# Data Science Blog

Machine learning & data science for beginners and experts alike.
Register for the upcoming Live Community Q&A Session - and don't forget to submit your questions for @DeanS regarding the future role of analytics here.

## Using Alteryx Tools for the Occupancy Detection Problem Alteryx

In 2017 the US’s primary energy consumption was equal to about 97.7 quadrillion British Thermal Units (BTU). That's 97,728,000,000,000,000!

The occupancy detection problem is a well-known problem in the sensor industry that can be applied to help reduce major energy consumption in buildings. The chart below shows that about 60% – 70% of energy used in office buildings can be attributed to HVAC (Heating, Ventilation, and Air Conditioning).

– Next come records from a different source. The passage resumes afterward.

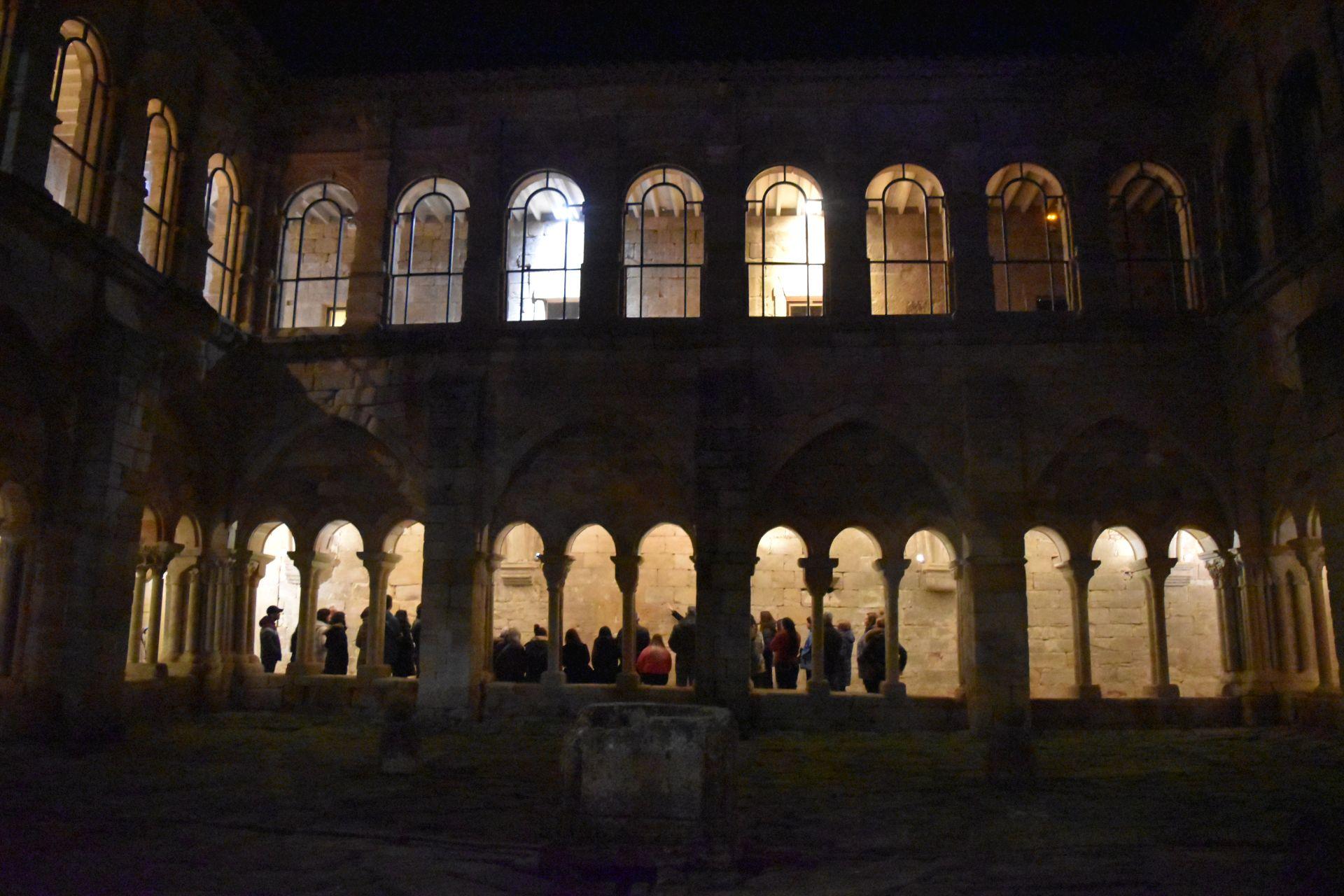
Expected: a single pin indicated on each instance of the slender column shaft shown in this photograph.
(137, 613)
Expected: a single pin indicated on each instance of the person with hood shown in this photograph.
(606, 657)
(269, 638)
(511, 659)
(403, 665)
(844, 671)
(785, 649)
(768, 631)
(337, 647)
(537, 650)
(655, 663)
(574, 659)
(682, 643)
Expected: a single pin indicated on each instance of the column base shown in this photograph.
(1163, 692)
(894, 690)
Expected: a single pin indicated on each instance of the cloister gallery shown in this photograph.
(944, 342)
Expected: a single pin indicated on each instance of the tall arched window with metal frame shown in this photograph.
(1151, 239)
(907, 242)
(80, 96)
(1031, 241)
(156, 219)
(226, 230)
(785, 245)
(664, 245)
(429, 253)
(545, 248)
(318, 245)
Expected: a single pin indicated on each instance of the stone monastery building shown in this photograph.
(1037, 356)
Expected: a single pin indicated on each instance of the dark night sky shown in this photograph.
(353, 36)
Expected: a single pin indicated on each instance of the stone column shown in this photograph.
(1158, 571)
(1310, 554)
(192, 644)
(555, 567)
(1079, 573)
(892, 570)
(379, 571)
(818, 574)
(628, 580)
(314, 567)
(137, 609)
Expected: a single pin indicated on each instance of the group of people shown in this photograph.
(778, 654)
(331, 645)
(654, 659)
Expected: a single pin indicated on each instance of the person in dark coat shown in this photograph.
(574, 659)
(606, 657)
(682, 643)
(269, 638)
(511, 659)
(337, 647)
(537, 650)
(405, 664)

If you are hoping to reduce HVAC costs in your office, having a reliable model that can turn off/on these HVAC systems can help reduce the usage of electricity.

In this blog, I am going to tackle the Occupancy Detection Problem by using Alteryx to create a logistic regression model. First, I am going to create a model generated with the R-Based Logistic Regression Tool (included in the Predictive Tools Installation) and then compare it with the model created in the Python Tool (introduced in version 2018.3).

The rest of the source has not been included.